Optimization parameters for Adam with TPU embeddings.
tf . compat . v1 . tpu . experimental . AdamParameters (
learning_rate : float ,
beta1 : float = 0.9 ,
beta2 : float = 0.999 ,
epsilon : float = 1e-08 ,
lazy_adam : bool = True ,
sum_inside_sqrt : bool = True ,
use_gradient_accumulation : bool = True ,
clip_weight_min : Optional [ float ] = None ,
clip_weight_max : Optional [ float ] = None ,
weight_decay_factor : Optional [ float ] = None ,
multiply_weight_decay_factor_by_learning_rate : Optional [ bool ] = None ,
clip_gradient_min : Optional [ float ] = None ,
clip_gradient_max : Optional [ float ] = None
)
Pass this to tf.estimator.tpu.experimental.EmbeddingConfigSpec
via the
optimization_parameters
argument to set the optimizer and its parameters.

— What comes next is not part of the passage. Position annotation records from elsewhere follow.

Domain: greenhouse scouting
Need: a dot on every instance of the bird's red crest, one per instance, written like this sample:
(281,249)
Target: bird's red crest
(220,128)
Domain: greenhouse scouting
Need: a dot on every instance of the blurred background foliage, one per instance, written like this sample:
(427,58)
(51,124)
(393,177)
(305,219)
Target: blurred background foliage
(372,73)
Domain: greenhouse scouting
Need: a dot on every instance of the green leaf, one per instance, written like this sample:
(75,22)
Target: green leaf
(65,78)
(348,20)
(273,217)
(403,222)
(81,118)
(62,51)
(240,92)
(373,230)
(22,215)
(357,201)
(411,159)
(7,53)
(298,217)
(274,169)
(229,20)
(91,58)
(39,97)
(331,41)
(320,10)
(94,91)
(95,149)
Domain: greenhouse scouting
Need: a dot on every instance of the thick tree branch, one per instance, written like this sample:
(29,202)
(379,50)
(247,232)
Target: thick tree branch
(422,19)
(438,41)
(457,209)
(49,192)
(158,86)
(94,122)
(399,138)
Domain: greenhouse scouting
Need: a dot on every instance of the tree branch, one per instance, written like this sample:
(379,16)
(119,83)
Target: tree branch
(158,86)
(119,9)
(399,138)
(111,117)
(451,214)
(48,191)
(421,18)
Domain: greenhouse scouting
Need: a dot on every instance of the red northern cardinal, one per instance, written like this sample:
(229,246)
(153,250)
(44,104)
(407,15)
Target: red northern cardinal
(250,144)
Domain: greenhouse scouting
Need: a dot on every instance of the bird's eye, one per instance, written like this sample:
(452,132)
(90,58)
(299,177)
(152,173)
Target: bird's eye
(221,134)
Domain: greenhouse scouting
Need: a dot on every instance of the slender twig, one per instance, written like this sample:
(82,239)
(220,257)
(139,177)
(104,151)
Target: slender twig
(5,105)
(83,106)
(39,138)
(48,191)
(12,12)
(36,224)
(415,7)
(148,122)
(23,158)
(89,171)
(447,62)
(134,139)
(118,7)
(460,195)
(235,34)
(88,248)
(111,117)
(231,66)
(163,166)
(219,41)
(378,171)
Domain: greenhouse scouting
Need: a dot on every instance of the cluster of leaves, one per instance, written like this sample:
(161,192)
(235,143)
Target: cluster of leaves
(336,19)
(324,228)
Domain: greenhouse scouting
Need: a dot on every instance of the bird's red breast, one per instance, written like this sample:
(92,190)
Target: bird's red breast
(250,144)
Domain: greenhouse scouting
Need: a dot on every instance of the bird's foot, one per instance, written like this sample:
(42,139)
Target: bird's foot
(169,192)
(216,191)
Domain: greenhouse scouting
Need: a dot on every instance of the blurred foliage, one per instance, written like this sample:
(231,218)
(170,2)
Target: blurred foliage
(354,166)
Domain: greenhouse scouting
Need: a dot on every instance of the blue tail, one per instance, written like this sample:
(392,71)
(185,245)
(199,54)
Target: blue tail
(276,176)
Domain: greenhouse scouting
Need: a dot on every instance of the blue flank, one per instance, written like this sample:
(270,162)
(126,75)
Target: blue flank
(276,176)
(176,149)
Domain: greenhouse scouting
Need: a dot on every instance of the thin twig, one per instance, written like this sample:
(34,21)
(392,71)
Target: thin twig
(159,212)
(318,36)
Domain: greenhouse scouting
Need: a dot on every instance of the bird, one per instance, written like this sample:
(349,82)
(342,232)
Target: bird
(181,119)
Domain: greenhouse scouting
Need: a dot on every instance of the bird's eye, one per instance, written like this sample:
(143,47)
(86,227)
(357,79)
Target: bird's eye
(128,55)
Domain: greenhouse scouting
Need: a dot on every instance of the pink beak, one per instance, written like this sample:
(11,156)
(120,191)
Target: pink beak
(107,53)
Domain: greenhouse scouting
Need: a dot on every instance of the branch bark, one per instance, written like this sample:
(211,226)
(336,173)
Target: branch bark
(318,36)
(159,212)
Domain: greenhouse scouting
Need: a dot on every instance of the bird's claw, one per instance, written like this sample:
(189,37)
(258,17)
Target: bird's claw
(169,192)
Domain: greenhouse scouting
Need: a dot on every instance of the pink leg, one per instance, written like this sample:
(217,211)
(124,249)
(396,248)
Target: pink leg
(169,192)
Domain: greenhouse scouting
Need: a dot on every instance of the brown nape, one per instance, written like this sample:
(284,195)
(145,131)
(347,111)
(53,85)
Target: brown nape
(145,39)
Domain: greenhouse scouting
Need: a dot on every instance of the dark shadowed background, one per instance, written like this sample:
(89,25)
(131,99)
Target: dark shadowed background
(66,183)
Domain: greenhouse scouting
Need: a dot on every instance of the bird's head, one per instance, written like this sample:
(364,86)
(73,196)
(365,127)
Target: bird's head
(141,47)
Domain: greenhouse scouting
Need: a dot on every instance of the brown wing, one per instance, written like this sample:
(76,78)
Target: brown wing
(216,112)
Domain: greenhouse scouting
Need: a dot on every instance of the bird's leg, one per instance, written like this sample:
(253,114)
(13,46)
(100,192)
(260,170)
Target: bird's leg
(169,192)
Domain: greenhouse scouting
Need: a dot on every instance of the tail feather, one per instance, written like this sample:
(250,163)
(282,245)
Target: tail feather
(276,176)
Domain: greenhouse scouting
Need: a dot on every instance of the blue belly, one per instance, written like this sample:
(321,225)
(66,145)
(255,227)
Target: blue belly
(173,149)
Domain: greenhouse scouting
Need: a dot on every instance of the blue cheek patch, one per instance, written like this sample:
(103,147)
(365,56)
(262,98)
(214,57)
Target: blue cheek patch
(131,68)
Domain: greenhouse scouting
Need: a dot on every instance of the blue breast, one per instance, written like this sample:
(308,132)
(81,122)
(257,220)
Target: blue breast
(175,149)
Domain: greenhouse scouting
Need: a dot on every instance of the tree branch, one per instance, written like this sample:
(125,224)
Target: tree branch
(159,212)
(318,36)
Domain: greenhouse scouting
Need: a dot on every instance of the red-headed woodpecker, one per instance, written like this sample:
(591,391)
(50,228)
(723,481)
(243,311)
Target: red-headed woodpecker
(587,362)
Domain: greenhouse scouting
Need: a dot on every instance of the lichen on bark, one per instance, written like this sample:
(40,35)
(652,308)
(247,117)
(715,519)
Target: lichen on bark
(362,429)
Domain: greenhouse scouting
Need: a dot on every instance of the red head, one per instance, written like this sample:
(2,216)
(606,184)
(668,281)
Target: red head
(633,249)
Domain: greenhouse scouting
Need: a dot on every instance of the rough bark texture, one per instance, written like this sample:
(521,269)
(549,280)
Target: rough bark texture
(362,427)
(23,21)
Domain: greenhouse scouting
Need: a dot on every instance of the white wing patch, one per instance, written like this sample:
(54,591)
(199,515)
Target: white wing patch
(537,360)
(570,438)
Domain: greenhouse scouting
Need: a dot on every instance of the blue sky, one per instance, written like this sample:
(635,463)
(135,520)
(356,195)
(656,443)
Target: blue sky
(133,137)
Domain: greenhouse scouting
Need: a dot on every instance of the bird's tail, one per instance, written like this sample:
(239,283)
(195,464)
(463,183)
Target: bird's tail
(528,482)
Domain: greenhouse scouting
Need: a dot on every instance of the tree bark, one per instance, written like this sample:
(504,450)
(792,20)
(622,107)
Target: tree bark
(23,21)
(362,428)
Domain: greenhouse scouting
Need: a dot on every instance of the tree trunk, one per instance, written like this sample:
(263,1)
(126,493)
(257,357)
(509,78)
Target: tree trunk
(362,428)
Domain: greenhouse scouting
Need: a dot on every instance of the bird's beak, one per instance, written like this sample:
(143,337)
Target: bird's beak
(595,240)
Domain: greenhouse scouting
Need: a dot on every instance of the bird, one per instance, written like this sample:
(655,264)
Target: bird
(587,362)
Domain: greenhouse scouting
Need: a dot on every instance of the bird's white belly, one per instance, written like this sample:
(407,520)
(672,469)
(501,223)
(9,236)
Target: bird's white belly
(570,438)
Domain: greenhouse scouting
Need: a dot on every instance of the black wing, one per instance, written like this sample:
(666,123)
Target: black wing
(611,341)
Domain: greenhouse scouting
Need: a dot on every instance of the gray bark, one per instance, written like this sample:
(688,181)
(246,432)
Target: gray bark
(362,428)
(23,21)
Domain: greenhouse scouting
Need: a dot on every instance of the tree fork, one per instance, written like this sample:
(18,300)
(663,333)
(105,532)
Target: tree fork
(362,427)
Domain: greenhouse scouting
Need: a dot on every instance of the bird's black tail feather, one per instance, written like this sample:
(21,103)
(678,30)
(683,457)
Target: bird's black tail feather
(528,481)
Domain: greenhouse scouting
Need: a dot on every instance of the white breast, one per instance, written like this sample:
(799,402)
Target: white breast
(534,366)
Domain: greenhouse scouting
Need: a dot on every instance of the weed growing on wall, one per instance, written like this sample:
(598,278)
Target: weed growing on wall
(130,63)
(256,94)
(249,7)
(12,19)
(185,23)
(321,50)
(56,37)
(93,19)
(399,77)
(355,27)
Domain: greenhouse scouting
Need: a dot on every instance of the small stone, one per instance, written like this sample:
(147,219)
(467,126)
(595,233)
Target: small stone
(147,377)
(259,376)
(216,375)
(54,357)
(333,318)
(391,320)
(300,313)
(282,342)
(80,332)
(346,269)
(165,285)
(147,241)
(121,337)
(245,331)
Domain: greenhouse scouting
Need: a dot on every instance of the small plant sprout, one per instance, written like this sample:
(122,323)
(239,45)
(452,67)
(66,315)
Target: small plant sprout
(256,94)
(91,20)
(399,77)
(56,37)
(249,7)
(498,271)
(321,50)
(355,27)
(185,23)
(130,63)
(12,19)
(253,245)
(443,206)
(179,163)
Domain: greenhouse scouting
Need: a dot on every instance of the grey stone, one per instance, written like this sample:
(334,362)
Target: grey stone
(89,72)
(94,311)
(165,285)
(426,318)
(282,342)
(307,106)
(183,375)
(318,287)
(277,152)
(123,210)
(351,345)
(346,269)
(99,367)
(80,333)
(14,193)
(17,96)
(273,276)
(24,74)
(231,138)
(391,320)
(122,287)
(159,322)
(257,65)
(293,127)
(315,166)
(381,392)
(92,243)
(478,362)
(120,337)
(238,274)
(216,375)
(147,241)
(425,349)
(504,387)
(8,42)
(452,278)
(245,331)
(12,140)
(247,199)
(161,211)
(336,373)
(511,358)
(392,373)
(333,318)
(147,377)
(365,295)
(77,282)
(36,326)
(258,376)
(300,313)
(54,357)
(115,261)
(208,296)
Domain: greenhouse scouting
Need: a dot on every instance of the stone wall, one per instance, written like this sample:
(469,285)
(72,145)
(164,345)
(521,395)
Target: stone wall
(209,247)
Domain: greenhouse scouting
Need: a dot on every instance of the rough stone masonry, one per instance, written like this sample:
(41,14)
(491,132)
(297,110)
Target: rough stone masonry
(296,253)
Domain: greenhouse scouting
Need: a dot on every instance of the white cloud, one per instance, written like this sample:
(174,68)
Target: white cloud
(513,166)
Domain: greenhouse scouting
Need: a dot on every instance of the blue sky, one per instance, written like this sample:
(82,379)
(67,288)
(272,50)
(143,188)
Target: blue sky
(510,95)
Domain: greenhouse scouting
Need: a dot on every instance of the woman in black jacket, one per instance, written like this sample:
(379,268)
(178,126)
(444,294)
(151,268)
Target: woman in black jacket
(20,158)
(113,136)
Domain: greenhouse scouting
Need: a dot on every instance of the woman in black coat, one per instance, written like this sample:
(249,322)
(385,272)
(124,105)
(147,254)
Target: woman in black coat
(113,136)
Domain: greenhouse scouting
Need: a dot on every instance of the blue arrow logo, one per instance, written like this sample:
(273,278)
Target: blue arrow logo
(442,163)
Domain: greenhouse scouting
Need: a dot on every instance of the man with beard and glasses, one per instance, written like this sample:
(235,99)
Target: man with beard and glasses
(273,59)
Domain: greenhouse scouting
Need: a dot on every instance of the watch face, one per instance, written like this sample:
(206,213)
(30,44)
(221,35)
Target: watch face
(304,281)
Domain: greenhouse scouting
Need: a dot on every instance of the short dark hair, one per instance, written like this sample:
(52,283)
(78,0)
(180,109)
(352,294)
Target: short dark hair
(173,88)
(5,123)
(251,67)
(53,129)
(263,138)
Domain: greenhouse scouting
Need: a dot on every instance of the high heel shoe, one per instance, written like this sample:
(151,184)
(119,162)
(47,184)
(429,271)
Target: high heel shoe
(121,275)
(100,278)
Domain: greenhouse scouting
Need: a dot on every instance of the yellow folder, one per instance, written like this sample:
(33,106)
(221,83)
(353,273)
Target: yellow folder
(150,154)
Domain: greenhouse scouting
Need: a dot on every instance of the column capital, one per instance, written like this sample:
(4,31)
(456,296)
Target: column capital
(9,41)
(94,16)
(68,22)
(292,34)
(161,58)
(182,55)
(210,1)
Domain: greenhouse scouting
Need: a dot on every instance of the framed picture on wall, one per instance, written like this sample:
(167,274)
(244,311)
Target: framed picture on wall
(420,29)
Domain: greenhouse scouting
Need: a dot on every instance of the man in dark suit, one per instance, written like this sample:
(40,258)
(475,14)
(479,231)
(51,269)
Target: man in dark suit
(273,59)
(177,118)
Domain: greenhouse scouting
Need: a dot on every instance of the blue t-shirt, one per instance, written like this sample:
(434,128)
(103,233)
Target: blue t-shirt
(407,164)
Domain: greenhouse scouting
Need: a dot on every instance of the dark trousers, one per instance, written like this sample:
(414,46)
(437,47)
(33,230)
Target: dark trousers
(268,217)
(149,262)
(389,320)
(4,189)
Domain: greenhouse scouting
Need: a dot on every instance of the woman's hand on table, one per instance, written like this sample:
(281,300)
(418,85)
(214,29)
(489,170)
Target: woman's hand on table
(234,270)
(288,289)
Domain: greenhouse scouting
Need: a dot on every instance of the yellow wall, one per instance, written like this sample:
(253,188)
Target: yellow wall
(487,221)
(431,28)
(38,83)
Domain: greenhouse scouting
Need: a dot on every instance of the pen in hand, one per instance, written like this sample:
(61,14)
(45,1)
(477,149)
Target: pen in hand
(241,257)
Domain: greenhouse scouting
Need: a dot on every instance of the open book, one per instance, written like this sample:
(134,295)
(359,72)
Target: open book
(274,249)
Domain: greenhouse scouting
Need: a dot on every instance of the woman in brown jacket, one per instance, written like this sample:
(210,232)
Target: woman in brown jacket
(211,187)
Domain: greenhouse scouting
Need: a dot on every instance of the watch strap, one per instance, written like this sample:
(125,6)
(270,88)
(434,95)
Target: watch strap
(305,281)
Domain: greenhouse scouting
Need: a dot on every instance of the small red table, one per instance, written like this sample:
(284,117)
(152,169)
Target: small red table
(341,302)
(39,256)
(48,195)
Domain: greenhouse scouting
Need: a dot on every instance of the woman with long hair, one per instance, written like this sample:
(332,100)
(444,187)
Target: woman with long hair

See the documentation for tf.estimator.tpu.experimental.EmbeddingConfigSpec
for more details.
estimator = tf . estimator . tpu . TPUEstimator (
...
embedding_config_spec = tf . estimator . tpu . experimental . EmbeddingConfigSpec (
...
optimization_parameters = tf . tpu . experimental . AdamParameters ( 0.1 ),
... ))
Args
learning_rate
a floating point value. The learning rate.
beta1
A float value. The exponential decay rate for the 1st moment
estimates.
beta2
A float value. The exponential decay rate for the 2nd moment
estimates.
epsilon
A small constant for numerical stability.
lazy_adam
Use lazy Adam instead of Adam. Lazy Adam trains faster. See
optimization_parameters.proto
for details.
sum_inside_sqrt
This improves training speed. Please see
optimization_parameters.proto
for details.
use_gradient_accumulation
setting this to False
makes embedding
gradients calculation less accurate but faster. Please see
optimization_parameters.proto
for details.
clip_weight_min
the minimum value to clip by; None means -infinity.
clip_weight_max
the maximum value to clip by; None means +infinity.
weight_decay_factor
amount of weight decay to apply; None means that the
weights are not decayed.
multiply_weight_decay_factor_by_learning_rate
if true,
weight_decay_factor
is multiplied by the current learning rate.
clip_gradient_min
the minimum value to clip by; None means -infinity.
Gradient accumulation must be set to true if this is set.
clip_gradient_max
the maximum value to clip by; None means +infinity.
Gradient accumulation must be set to true if this is set.